Steve McEllistrem

The Devereaux Dilemma

Why Are We Militarizing the World?

As of 2013, per a Department of Defense Base Structure Report, the US had 598 overseas bases in 40 foreign countries. Almost 200,000 military personnel were deployed at those bases, and the cost of maintaining all this military readiness reached well into the billions – perhaps as high as $100 billion.

Some of these bases are necessary, like the ones in Afghanistan and Iraq. Some of them seem bizarrely frivolous, like the more than 150 base sites in Germany, more than 100 in Japan and more than 80 in South Korea, according to the Pentagon.

Why do we need so great a military presence in a country like Germany? Why do we need military bases in Honduras, Guam, Djibouti and The Netherlands? And why do we tolerate no military bases of foreign powers on our soil? If we’re helping Italy and Australia by placing bases in their territory, why do we not accept the assistance of allies in our lands?

Because it’s not really about protection. It’s about imperialism. We spend tens of thousands of dollars more each year to keep each soldier or sailor at a foreign base. Our water supply infrastructure degenerates, our roads deteriorate, our power grid decays into obsolescence and we pay military personnel to safeguard our nation in Greece and Greenland.

Who benefits?

Military contractors, mostly. The Halliburtons and DynCorp Internationals. They build the bases and supply them at a massive profit. They resist the idea of closing them as dangerous to national security so we continue funding them while letting our investments in education, healthcare, transportation and housing suffer.

But maybe we’re helping these other countries by being there. Maybe we’re boosting their economies. Unfortunately, there’s very little evidence of that. Mostly when we close a base, and it doesn’t happen very often, there’s almost no adverse economic impact. Sometimes there’s even a positive one.
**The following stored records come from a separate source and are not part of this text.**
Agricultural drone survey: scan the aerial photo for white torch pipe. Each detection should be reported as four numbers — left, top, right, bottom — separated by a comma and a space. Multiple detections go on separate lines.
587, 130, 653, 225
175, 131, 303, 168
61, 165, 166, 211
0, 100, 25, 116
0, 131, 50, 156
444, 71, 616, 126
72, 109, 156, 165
What about the plans of terrorists to attack us? Don’t these foreign bases help with rooting out evildoers? Again, we have no real evidence of that. Most of what we find we can discover whether or not we have a physical presence in another country. With recent advances in information technology we could likely obtain intelligence from Topeka, Kansas, as easily as we can from inside any other nation.

And maintaining bases in countries that are marginally unfriendly – countries like Saudi Arabia and Bahrain and Qatar – often leads to greater radicalization of the local populace.

More importantly, the increased presence of bases abroad makes military intervention a more attractive option for our politicians. It’s easier to order a preemptive strike when you’ve got facilities only a few hours away. And with military bases around the world, we always have facilities no more than a few hours away.

We essentially live now in a permanently militarized society. We almost never close military bases. We need to maintain them, their apologists say, to keep our nation safe. These are usually the same people who say we need to cut fraud and waste in government so we have to cut programs that help the poor.

If we just rid ourselves of some of these obscene imperialist outcrops, we might be able to help the 1 in 5 American children living in poverty. But they don’t contribute to the coffers of the politicians who make the laws, so they don’t really count.